BTW, in case you have your nose up at the “snobs” who would drop $2k on a handbag to show off … keep in mind that everything from tribal tattoos, hybrid vehicles, fair trade coffee and Apple Computers are sold the same way.

Identifying your “tribe” through your “stuff” isn’t a rich person’s disease … it’s a condition of social humans. You and I included. Deal with it.

So … with luxury goods becoming less exclusive and more available with every passing day, their value as symbols decreases. When that happens, the people who used to value the symbols seek out the next big thing.

Today, that “thing” takes the form of experiences.

The value of an experience is not limited to the experience itself. It includes the story you get to tell about the experience from that point forward.

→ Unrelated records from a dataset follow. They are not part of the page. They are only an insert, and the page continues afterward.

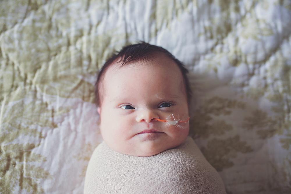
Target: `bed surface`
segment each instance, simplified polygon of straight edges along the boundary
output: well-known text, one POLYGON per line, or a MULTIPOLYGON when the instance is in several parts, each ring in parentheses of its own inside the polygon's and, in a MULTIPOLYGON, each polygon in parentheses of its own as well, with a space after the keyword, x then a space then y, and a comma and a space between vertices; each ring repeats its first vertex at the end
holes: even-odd
POLYGON ((138 40, 189 69, 190 134, 228 194, 291 193, 291 2, 0 1, 0 192, 82 193, 98 70, 138 40))

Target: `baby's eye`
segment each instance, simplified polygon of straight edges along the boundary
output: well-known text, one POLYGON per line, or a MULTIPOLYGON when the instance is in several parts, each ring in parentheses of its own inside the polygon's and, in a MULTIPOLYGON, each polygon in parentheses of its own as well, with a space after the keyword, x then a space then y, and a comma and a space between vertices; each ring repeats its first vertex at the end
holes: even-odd
POLYGON ((132 107, 132 106, 131 106, 130 105, 125 105, 124 106, 122 106, 120 107, 121 108, 123 109, 134 109, 134 108, 132 107))
POLYGON ((170 107, 172 106, 172 104, 169 102, 164 102, 160 105, 159 108, 163 108, 165 107, 170 107))

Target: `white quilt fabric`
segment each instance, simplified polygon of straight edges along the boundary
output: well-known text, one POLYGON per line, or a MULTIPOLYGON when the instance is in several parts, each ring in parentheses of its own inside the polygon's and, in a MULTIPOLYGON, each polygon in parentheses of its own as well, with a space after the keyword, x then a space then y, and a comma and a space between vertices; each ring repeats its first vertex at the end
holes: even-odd
POLYGON ((191 72, 191 135, 228 194, 291 193, 290 0, 0 1, 0 193, 81 193, 97 73, 143 40, 191 72))

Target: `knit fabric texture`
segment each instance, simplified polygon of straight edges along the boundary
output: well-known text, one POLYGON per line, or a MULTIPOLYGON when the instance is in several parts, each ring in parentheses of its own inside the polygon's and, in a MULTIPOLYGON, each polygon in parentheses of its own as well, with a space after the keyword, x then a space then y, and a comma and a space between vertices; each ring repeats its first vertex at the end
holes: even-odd
POLYGON ((84 193, 226 193, 218 173, 188 137, 177 147, 146 157, 119 153, 103 142, 89 162, 84 193))

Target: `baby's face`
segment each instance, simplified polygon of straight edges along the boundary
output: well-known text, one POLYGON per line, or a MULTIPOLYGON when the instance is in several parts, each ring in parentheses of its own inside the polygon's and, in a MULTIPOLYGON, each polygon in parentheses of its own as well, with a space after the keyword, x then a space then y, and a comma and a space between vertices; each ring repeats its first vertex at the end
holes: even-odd
MULTIPOLYGON (((183 128, 165 120, 173 113, 183 119, 188 108, 182 76, 175 62, 161 55, 154 60, 109 68, 98 112, 103 139, 111 148, 137 156, 150 156, 179 145, 186 139, 183 128)), ((186 120, 186 119, 185 119, 186 120)))

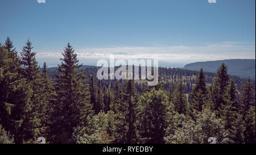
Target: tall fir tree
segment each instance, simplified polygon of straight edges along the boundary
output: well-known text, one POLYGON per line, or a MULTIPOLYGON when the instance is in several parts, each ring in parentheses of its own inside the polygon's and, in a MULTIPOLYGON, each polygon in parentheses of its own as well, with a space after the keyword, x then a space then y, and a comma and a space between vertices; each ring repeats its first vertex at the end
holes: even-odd
POLYGON ((78 64, 77 55, 69 43, 62 55, 64 58, 60 59, 61 64, 57 69, 60 75, 55 78, 57 100, 51 134, 55 143, 69 143, 73 128, 85 125, 93 111, 88 87, 85 85, 85 76, 78 71, 81 65, 78 64))
POLYGON ((93 106, 93 110, 94 111, 95 114, 97 114, 100 111, 100 107, 97 103, 97 89, 94 84, 94 78, 92 75, 90 75, 89 84, 90 86, 90 104, 93 106))
POLYGON ((141 143, 164 143, 167 112, 171 104, 162 90, 145 91, 138 102, 137 127, 141 143))
POLYGON ((179 114, 186 114, 187 99, 186 96, 183 92, 183 83, 180 81, 174 93, 174 98, 172 103, 174 105, 174 109, 179 114))
POLYGON ((98 107, 97 108, 97 111, 95 111, 95 113, 97 114, 101 110, 104 110, 104 104, 103 102, 103 94, 102 90, 101 88, 101 81, 99 79, 98 81, 98 88, 97 88, 97 99, 96 99, 96 104, 98 107))
POLYGON ((205 79, 203 69, 201 69, 196 85, 189 94, 189 102, 191 107, 198 111, 202 111, 204 103, 205 103, 207 100, 206 93, 205 79))
POLYGON ((44 91, 42 104, 39 108, 39 118, 41 120, 42 127, 40 132, 44 137, 50 136, 49 127, 52 125, 53 120, 52 114, 53 112, 53 103, 56 102, 56 94, 54 90, 53 83, 49 78, 49 73, 47 70, 46 63, 44 62, 41 69, 41 76, 42 77, 42 87, 44 91))
POLYGON ((229 75, 228 68, 222 63, 217 70, 217 77, 214 78, 213 83, 212 100, 215 110, 218 110, 221 104, 224 104, 223 97, 228 85, 229 75))
POLYGON ((255 105, 254 83, 250 78, 243 83, 240 98, 242 113, 245 118, 250 107, 255 105))
POLYGON ((126 143, 134 144, 137 141, 136 136, 136 113, 135 108, 137 103, 136 90, 133 80, 128 80, 126 84, 126 102, 128 108, 126 116, 126 123, 128 131, 126 133, 126 143))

Two weeks ago, I flew home from a speaking gig in Dallas.

I’m not a “suit guy” … but the man sitting next to me had a stunning suit on and I told him I loved it. What followed was a 30 minute discussion about how he had flown three times to London, spent the better part of a day each time with a Saville Row tailor, and almost 9 months later this suit was the result. Good story.

He almost certainly paid upwards of $10,000 for the entire experience.

Could he have have received a similar quality suit from a Washington D.C. tailor (or a Saville Row tailor who travelled to DC)? Certainly. For less money? Absolutely. But would it have been nearly as good a story to tell? Not even close.

Let’s turn this to geek culture.

Everyone in the blogging world is aware of Hugh’s project with Thomas Mahon, English Cut. Is there anyone out there who does not believe that an English Cut suit does not carry a premium in Silicon Valley … not only because of the quality … but because of the story it allows the wearer to tell? Ozwald Boateng may be hot stuff in LA, but my money is on English Cut being the one people in the cutting edge world of tech “get.”

In case you are wondering, I’m not writing all of this to talk about going bespoke.

I don’t care what you sell. When you engineer your offerings to include an exceptional experience and a great story to tell about it … you have a point of differentiation and the seed of incredible word-of-mouth marketing it’ll take ages for the competition to catch up to.